In many ways it's the great liberal mission, moving back to the city. I was foolish enough to believe that I could make a difference in the most segregated city in America. I don't want to sound too cynical, but I could not have been more mistaken. None of us can make a difference by ourselves, and when the potential to make a difference comes at the price of endangering our own children and grandchildren, honesty compels me to admit it just isn't worth it to me. While I understand that the reasons for violence in our cities are many and the largest reason is economic inequity, if the people living in our cities are really interested in change they simply have to decrease the violence. Our four years on the fringes of the hood taught me that while it was certainly wrong for industry to leave our cities I cannot imagine any sane person opening a business in the midst of the kind of violence we see in most major urban areas today until the violence abates.
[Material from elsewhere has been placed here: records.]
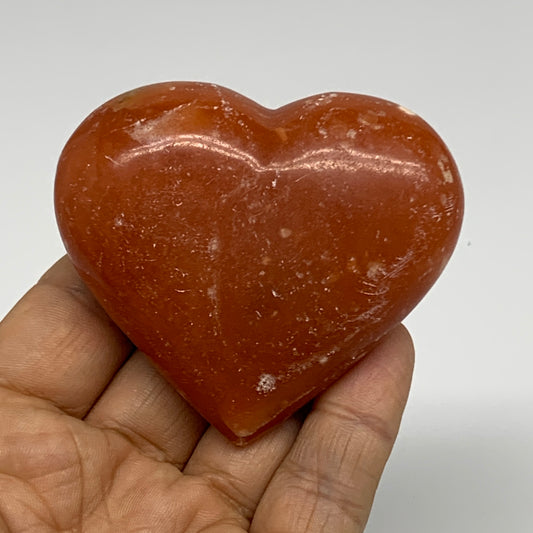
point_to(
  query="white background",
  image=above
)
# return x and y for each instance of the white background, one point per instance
(464, 458)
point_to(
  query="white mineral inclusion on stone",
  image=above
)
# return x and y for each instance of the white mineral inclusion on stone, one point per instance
(266, 383)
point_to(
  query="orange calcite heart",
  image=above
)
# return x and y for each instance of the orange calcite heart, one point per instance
(255, 254)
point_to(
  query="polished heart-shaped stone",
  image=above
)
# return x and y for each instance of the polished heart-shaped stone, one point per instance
(254, 254)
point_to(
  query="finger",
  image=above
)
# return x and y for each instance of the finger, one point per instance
(241, 475)
(328, 480)
(58, 344)
(140, 404)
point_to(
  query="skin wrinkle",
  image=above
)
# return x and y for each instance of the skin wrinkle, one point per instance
(107, 480)
(360, 420)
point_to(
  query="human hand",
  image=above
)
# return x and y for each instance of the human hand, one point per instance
(92, 438)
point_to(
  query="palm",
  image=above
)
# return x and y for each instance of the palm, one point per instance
(93, 439)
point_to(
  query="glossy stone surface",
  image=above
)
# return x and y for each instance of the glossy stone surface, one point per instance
(255, 254)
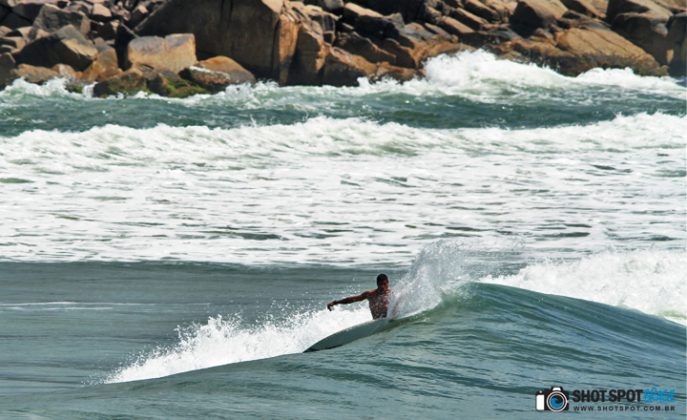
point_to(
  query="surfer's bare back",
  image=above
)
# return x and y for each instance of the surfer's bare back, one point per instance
(377, 298)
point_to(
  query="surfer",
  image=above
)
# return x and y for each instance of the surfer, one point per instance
(377, 298)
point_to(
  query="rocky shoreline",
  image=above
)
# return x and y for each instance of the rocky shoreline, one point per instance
(178, 48)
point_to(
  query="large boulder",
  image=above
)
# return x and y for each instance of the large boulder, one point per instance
(482, 10)
(172, 53)
(29, 9)
(644, 23)
(646, 31)
(128, 83)
(51, 18)
(172, 85)
(103, 67)
(7, 65)
(34, 74)
(66, 46)
(332, 6)
(454, 27)
(584, 7)
(411, 10)
(532, 14)
(359, 45)
(259, 34)
(677, 36)
(11, 44)
(14, 21)
(215, 74)
(344, 69)
(655, 10)
(576, 50)
(309, 58)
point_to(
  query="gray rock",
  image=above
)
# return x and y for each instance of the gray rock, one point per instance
(332, 6)
(14, 21)
(128, 83)
(51, 18)
(172, 53)
(359, 45)
(677, 36)
(532, 14)
(29, 9)
(4, 11)
(217, 73)
(100, 13)
(34, 74)
(66, 46)
(261, 35)
(7, 65)
(647, 32)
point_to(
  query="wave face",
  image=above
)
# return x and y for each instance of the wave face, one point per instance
(171, 258)
(445, 274)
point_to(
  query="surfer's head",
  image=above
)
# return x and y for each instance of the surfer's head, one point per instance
(382, 281)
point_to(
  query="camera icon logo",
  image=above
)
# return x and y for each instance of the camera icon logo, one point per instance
(555, 399)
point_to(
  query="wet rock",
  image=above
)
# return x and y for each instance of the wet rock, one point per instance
(532, 14)
(344, 69)
(172, 53)
(473, 21)
(483, 11)
(103, 67)
(172, 85)
(583, 6)
(100, 13)
(105, 30)
(651, 8)
(7, 66)
(29, 9)
(309, 58)
(356, 44)
(66, 46)
(454, 27)
(14, 21)
(51, 18)
(65, 71)
(332, 6)
(128, 83)
(122, 38)
(645, 30)
(34, 74)
(137, 15)
(259, 34)
(215, 74)
(677, 36)
(11, 44)
(576, 50)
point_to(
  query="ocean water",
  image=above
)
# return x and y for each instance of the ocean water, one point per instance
(171, 258)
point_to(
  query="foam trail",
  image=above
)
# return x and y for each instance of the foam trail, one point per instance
(224, 341)
(127, 187)
(475, 75)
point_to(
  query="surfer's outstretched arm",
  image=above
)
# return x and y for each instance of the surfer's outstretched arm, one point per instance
(346, 301)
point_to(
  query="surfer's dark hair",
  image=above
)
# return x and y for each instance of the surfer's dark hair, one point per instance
(381, 278)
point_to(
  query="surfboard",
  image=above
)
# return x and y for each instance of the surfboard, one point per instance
(351, 334)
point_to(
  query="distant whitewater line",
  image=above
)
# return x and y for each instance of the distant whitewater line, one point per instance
(477, 75)
(198, 193)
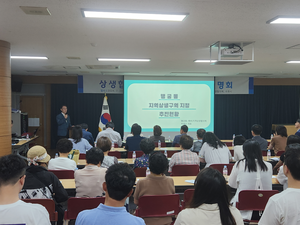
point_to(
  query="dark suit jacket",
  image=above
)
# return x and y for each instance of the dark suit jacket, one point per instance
(133, 143)
(62, 125)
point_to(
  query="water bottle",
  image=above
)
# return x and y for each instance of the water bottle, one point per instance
(133, 156)
(225, 172)
(268, 155)
(147, 171)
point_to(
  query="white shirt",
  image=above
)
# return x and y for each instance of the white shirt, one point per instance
(238, 152)
(245, 180)
(282, 209)
(24, 213)
(114, 136)
(282, 179)
(213, 155)
(206, 214)
(83, 145)
(62, 163)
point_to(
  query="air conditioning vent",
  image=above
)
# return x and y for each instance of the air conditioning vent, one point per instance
(103, 67)
(31, 10)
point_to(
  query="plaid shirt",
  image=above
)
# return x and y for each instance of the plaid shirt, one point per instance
(184, 157)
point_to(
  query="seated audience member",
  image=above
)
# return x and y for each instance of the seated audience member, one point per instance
(250, 173)
(157, 134)
(40, 183)
(131, 133)
(256, 130)
(297, 125)
(79, 143)
(282, 179)
(198, 144)
(89, 180)
(63, 146)
(147, 146)
(184, 157)
(109, 132)
(133, 143)
(12, 209)
(210, 202)
(183, 131)
(214, 151)
(105, 145)
(86, 134)
(157, 183)
(283, 208)
(278, 142)
(238, 142)
(119, 181)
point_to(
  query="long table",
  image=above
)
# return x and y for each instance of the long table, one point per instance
(179, 182)
(156, 149)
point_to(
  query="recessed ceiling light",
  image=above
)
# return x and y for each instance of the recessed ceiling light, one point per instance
(28, 57)
(204, 61)
(293, 62)
(133, 16)
(123, 60)
(284, 20)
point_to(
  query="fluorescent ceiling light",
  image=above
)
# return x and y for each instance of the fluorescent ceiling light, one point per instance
(205, 61)
(123, 60)
(284, 20)
(133, 16)
(293, 62)
(28, 57)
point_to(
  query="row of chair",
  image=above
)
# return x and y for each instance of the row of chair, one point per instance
(177, 170)
(157, 205)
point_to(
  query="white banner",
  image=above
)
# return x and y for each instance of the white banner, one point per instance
(234, 85)
(100, 84)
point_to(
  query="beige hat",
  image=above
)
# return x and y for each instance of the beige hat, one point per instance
(37, 154)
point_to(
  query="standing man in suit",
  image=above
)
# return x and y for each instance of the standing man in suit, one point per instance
(63, 123)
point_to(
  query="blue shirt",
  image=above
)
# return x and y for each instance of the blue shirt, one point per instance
(142, 161)
(88, 136)
(107, 215)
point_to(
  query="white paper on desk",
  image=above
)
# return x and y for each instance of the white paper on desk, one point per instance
(33, 122)
(190, 181)
(275, 159)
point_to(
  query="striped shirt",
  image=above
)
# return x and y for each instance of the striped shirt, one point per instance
(185, 157)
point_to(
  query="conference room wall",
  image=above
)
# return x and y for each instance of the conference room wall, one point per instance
(84, 108)
(234, 114)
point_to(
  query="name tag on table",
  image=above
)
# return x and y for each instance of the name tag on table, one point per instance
(190, 181)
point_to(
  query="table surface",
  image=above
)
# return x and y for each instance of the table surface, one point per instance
(156, 149)
(179, 181)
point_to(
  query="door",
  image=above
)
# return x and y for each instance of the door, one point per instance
(34, 106)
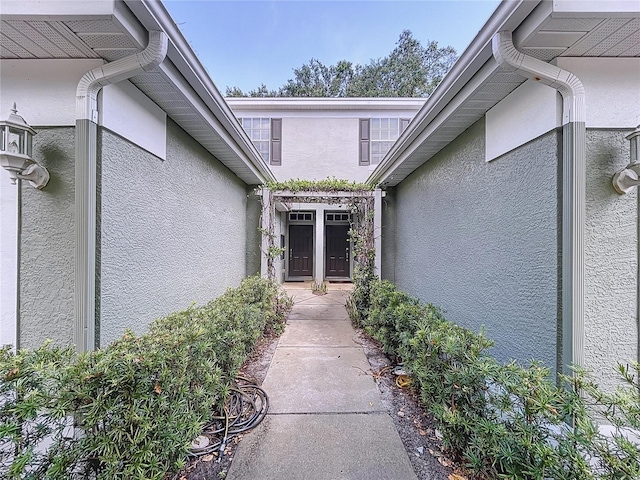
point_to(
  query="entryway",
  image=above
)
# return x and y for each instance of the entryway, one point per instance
(300, 250)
The problem is really quite simple. The vast majority of Americans have bought into the idea that money brings happiness. It's that quest for cash and things that leaves our urban areas destitute and in need of the alternative economy of the drug trade, it's politicians' perceived need for more control and more cash that keeps them enabling the drug trade, and it's the greed of suburbanites that keeps them enslaved to the one percent that actually control the economy. In the midst of all this, our spiritual institutions have failed to provide a viable alternative - precisely because they, too, are after money and not souls.

Here in the suburbs I do not hear gunshots. Nor do I hear drunken arguments on the street at three in the morning. There is not a constant parade of intoxicated people to and from the corner store. Not once have I heard the word "motherfucker" shouted in anger, nor have I heard anyone called "bitch," "ho," or anyone threatening to "kick your ass." Often, all I hear is silence. Quite honestly, I like it that way - and it doesn't make me a racist. I am tired of hearing that white people who don't want to live in the violence of the hood are racist - that's a victim mentality if ever there was one. I am simply someone who has a chaos threshold that, over the last four years, has been constantly exceeded. If I can make a difference, and I am not sure that I can, it will be by challenging the corrupt value system that pervades our culture. We need to recognize that money won't make us happy, and we have all the evidence we need in people with money. We need to claim a viable spirituality for the 21st century, one rooted in the great religious traditions but which speaks to contemporary people. Most of all, we need to understand that it's not about any one of us - it's about all of us.